© Alice Carfrae
FOCALE - Association pour la photographie 4, Place du Château 1260 Nyon Suisse
A Sindhupalchok, au nord-est du Népal, il est facile de deviner quelle famille a vendu une fille ou perdu une mère en regardant les toits du village.
Un toit en zinc, au lieu des traditionnelles tuiles, signifie qu’un sacrifice a eu lieu. Dans l’espoir d’améliorer la situation économique de leurs familles, des jeunes femmes sont envoyées comme esclaves domestiques vers le Moyen-Orient. On donne à ces femmes le surnom de «filles d’étain» (Tin girls).
Le trafic des êtres humains est un phénomène majeur au Népal. La guerre civile et la précarité de la situation économique, sanitaire et sociale conduisent les franges les plus marginalisées de la population à vivre en économie de subsistance. Dans les régions les plus pauvres et les plus reculées, des femmes et des enfants sont recrutés par des « agences », parfois organisées en réseaux, et sont ensuite envoyés vers les grands centres urbains du pays, de l’Inde voire du Moyen-Orient comme esclaves domestiques.
Si certaines femmes sont assez chanceuses pour pouvoir renvoyer au pays un maigre salaire, la majorité de ces femmes se voient voler leurs passeports, visas et affaires personnelles dès leur arrivée. Dans la plupart des cas, elles sont exploitées et souvent battues, torturées ou violées. Elles ne retournent au Népal que lorsqu’elles ne peuvent plus travailler, par épuisement ou suite à des problèmes de santé (beaucoup d’entre elles contractent des MST). Malgré ces conditions et les expériences qu’elles endurent, un grand nombre de ces femmes retournent travailler une deuxième, voire une troisième fois.
En 2010, Alice Carfrae se rend à Sindhupalchok, région particulièrement touchée par le trafic humain d’Asie du Sud.
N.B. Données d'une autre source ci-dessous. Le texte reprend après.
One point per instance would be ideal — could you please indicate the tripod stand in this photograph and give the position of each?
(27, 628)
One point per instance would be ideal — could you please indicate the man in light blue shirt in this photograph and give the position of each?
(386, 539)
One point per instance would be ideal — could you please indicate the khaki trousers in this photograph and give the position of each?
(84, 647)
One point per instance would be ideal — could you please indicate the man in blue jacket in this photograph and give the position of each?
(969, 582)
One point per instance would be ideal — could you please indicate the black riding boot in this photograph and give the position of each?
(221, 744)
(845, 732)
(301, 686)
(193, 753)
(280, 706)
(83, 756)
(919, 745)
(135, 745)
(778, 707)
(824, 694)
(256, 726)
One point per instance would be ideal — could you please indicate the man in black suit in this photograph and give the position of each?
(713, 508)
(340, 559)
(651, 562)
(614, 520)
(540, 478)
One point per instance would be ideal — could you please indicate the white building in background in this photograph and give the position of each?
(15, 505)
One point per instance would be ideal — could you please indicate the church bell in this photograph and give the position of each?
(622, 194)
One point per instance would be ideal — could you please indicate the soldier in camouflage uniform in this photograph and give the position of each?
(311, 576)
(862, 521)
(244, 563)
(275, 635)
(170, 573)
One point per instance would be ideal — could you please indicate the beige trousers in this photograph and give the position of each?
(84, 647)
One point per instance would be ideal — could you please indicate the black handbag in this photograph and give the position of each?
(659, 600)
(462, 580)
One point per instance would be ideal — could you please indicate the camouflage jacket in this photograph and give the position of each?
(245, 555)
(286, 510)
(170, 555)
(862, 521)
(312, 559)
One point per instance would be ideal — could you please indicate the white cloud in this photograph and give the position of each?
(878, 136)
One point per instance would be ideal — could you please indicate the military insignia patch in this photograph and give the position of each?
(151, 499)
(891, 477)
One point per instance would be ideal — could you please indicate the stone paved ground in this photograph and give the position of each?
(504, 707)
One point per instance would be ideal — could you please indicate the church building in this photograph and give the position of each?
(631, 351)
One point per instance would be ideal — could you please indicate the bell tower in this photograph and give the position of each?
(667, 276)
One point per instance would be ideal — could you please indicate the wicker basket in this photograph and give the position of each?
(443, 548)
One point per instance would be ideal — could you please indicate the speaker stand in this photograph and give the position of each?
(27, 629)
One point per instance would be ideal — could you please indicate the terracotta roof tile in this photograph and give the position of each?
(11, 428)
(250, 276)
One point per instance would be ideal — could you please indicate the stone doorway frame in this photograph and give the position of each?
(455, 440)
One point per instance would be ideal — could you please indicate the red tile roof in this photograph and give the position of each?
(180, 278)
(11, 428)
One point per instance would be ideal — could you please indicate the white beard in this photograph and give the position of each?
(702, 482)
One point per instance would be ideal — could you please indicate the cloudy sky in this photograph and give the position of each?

Partageant le quotidien de familles touchées de près par ces situations dramatiques, elle recueille les récits de jeunes femmes ayant survécu au trafic et désireuses de partager leur histoire. Raconter ce lourd passé est un acte important à leurs yeux.
Par ce témoignage, elles espèrent briser le stigmate social qui entoure le trafic humain et ainsi pouvoir lutter contre son existence. Dans le cadre d’une résidence à Dartington en février 2012, la photographe poursuit ce travail autour du témoignage en collaborant avec la compagnie de théâtre Viva Voce. Sur la base des photographies et des interviews réalisées à Sindhupalchok, ils réalisent ensemble un projet multimédia sous la forme d’une pièce de théâtre.
Alice Carfrae est une jeune photographe originaire d’Angleterre. En 2011, elle obtient son diplôme à la prestigieuse Université de Newport, au Pays de Galles. Ses travaux ont régulièrement été publiés par des magazines et des journaux tels que The Sunday Telegraph Magazine, Exit Magazine, Square Magazine et Wales Today.